Aldi sells around a 20th of the products Tesco sells, Hyman estimates, and operates from smaller stores on tighter margins.

“They’re very complex and just opening stores that are vaguely similar in size is not really going to move the dial,” he adds. “The writing was on the wall from the very beginning. In my opinion it was not good strategic thinking.”

Lim, CEO at Retail Economics, adds that Tesco’s lack of “commitment” towards scaling the proposition was a major factor in its failure.

“They’d have had to scale in order to take on the likes of Aldi and Lidl. Jack’s didn’t have the scale to be able to take that on. So it was always just going to be an experiment,” he says.

A branding failure

When Jack’s launched three years ago, Marketing Week columnist Mark Ritson said Tesco had made a “foolish move”, predicting the chain would fail.

“[Tesco] has forgotten one of the core principles of branding – to thine own self be true,” he wrote. “Tesco cannot possibly match Aldi or Lidl. And while it wastes time and resources and people and money on this futile strategy, the focus on Tesco being Tesco will be lost.”

Similarly, Hyman argues that “being distracted by trying to be what they’re not” was a bad strategy for the grocer.

“You’ve got to believe in who you are or your customers won’t believe in who you are,” he says. “The best thing Tesco can do is put all its efforts into being as much like Tesco as it possibly can.”

Surprised that Tesco’s strategy to combat the rise of discounters was to launch a spin off discount brand, Lim says he had expected Tesco to try to leverage the differentiation it already had.

“A better route would have been to try to leverage the brand and create an effective point of differentiation from the discounters,” he says.

Yet, as Lim points out, Tesco has performed increasingly well over the past three years. In its third quarter and Christmas trading statement, the business claimed to have reached its highest market share in four years. It grew share both in stores and online and marked 22 consecutive periods of customer switching gains.

Tesco should have been focusing on its strengths rather than trying to replicate the discount model.

Richard Lim, Retail Economics

In yesterday’s statement, Tesco’s UK CEO implied that some of that growth can be attributed to the “huge amount” the business learned through running Jack’s stores. The experience helped Tesco become “more competitive, more efficient, and strengthened our value proposition”, Jason Tarry said. This includes through the launch of the ‘Aldi Price Match’ as well as its ‘Fresh 5′ fruit and veg discount offer.

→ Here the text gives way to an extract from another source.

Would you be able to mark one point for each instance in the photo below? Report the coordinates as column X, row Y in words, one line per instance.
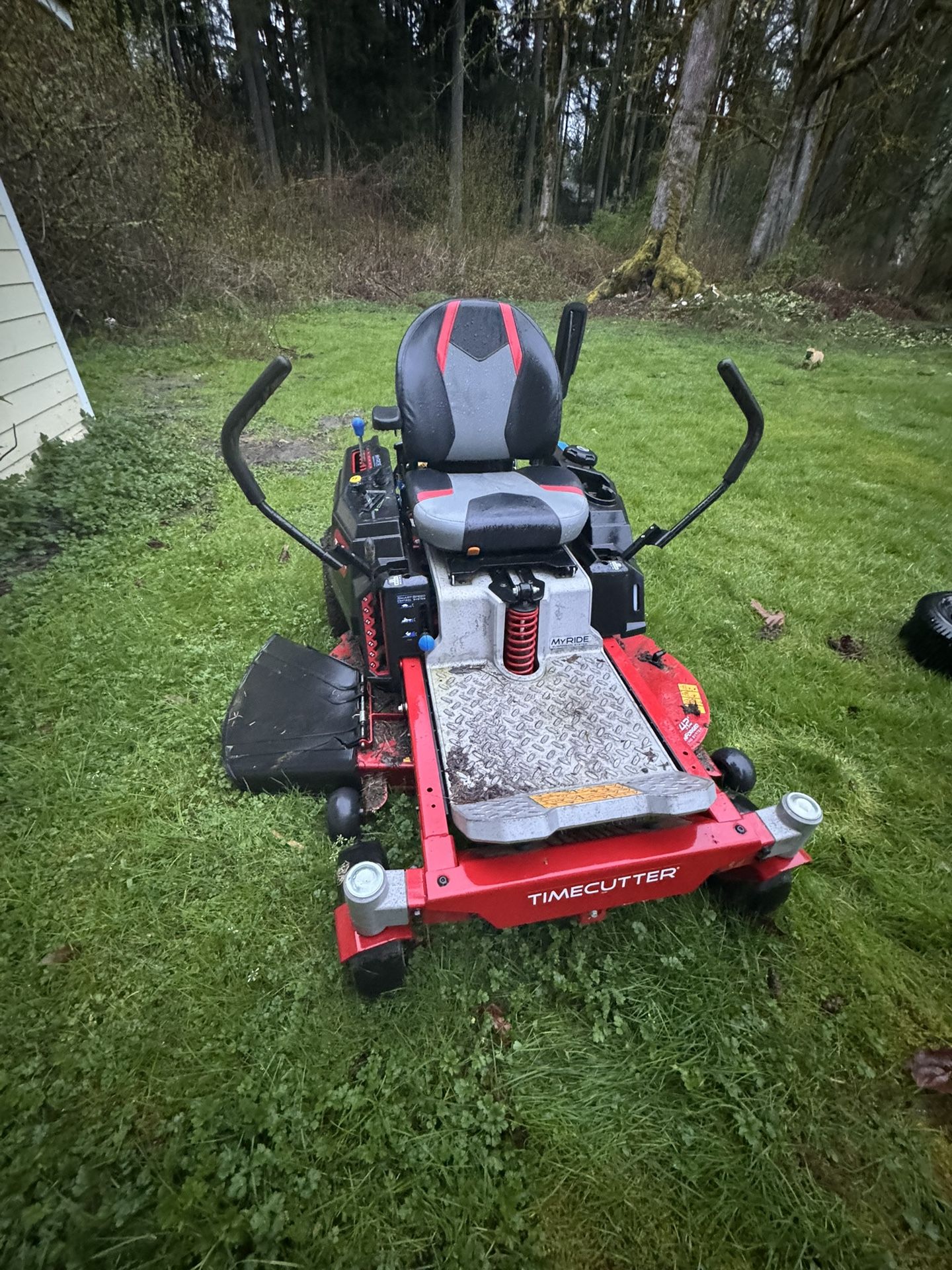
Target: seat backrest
column 476, row 382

“In turn, this has enabled us to consistently attract new customers to Tesco from our competitors over the last two years and we know they increasingly recognise the value they can find at Tesco,” he added.

However, questioning how much Tesco learned from Jack’s that couldn’t have been learned another way, Hyman says: “They could have visited a few Aldis instead. It would have been cheaper and easier. It’s a very expensive way of learning and ultimately it was a mistake.”

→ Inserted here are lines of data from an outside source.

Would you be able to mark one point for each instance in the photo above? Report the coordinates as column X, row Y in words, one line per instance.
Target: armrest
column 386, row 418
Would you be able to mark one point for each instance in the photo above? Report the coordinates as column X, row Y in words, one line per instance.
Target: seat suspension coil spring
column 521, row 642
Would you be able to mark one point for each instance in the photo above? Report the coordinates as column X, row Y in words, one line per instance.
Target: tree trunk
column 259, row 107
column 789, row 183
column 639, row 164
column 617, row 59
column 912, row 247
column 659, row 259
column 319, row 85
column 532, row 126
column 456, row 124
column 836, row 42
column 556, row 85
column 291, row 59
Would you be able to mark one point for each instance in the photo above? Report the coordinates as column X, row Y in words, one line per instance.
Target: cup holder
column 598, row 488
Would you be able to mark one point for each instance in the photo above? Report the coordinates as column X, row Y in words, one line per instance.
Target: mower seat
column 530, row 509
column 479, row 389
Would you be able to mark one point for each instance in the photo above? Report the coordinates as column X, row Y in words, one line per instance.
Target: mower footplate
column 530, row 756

Retail Economics’ Lim adds that if Jack’s had in fact been a successful experiment for Tesco, there would be no reason to shut down the brand.

“Reading between the lines, that wasn’t the case. So they’ve decided to cut their losses where it is,” he says. “It should receive some kind of praise for trying something new, testing and measuring it and learning as it goes along, [but] I don’t think it was the right experiment to do.”

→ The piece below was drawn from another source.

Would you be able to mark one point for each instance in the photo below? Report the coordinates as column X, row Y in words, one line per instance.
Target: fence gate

He adds that there are more lucrative opportunities for grocers than discounting at present, such as in rapid delivery and the takeaway market.

“Ultimately, Jack’s appears to have been a mistake. I don’t think [Tesco] should have tried to compete on a like-for-like basis with the discounters. It would have been better putting resource, effort and attention on the core business,” Lim concludes.

“It should have been focusing on its strengths rather than trying to replicate the discount model.”

Indeed, that opinion appears to be where Tesco has now itself landed, as Tarry promises the retailer will now focus on its “core business” moving forward.

“With the learnings from Jack’s now applied, the time is right to focus on ensuring we continue to deliver the best possible value for customers in our core business,” he said.